The broader question then becomes, as the People implicitly argue, whether there is reason to deny him relief because the impetus and underlying rationale for the statute was the desire to help those whose criminal convictions prevented them from fully integrating into society, and not someone in defendant's position. There has been increased discussion in recent years regarding the collateral consequences of a criminal conviction. One of the more serious of these is the limited access to the labor market which a conviction brings (Mackenzie J. Yael, Expungement Law: An Extraordinary Remedy for an Extraordinary Harm, 25 Geo J on Poverty Law and Policy 169 [2017]). The New York State Legislature enacted CPL 160.59 in conjunction with an amendment of the Penal Law which raised the age of criminal responsibility from 16 to 18. Concern about the collateral consequences of a criminal record was a core concern of the proponents of the bill (id.). The legislature made sure that a court reviewing a sealing [*3]application would consider its concern by requiring it to weigh "the impact of sealing the defendant's record upon his or her rehabilitation and upon his or her successful and productive reentry and reentry into society (CPL 160.59 [7][f]). It is possible to derive from factor (7)(f), as the People do, the conclusion that if a person is already well integrated into society, there is less need to seal his or her record.

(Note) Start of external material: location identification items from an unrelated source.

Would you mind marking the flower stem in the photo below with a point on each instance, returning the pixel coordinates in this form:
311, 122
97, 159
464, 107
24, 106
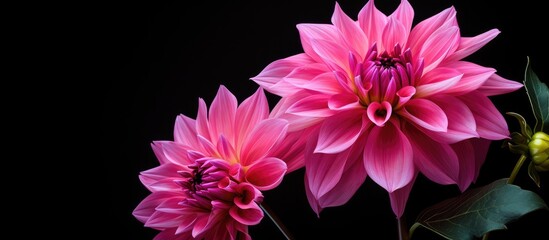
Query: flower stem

It cannot be denied that the defendant is not among those whom the bill was primarily intended to benefit. He has had no difficulty achieving meaningful employment despite his criminal record, and has reached a comfortable economic station in life. But although he seems integrated into society and economically secure at present, there is no guarantee that such will always be the case. He seemed secure after his conviction but his status was upended in 2010 when the company that he was working for was purchased by another. The new regime offered him a position but changed its mind after conducting a background check. He suffered from anxiety and depression, and was forced to live on his savings until he found a new job. Given his record, it was not a foregone conclusion that anyone would hire him. Circumstances change, and there is no way to be sure that anyone is permanently secure in life. Whether or not he ever tries to advance himself, his conviction may yet again undo him. It makes little sense to deny the defendant relief under the statute until such time as his life takes a turn for the worse. Granting his application now may ensure that day never comes.

The defendant has made clear, however, that he is not content to maintain the status quo, but that he rather seeks to apply for more responsible positions. As his past attempts have shown, however, his background will necessarily be subject to strict scrutiny when he does, and it seems almost inevitable that the record of his criminal conviction will bar him from advancing. It is not for the court, any more than it is for the People, to decree that someone has risen far enough in life, or opine that he or she will derive little benefit from rising further. Moreover, society often benefits when people strive to achieve, regardless of the economic rung on which they happen to be on at the time. Finally, whatever the intentions of the legislature may have been, the statue does not limit relief to any particular class of people.

Accordingly, the defendant's application is granted.



A.J.S.C.

Dated: January 31, 2018 Footnotes

Footnote 1:All are Penal Law Article 156 crimes and are eligible offenses as defined in Penal Law 160.59 (1)(a).

Footnote 2:As permitted by CPL 160.59 (1)(a).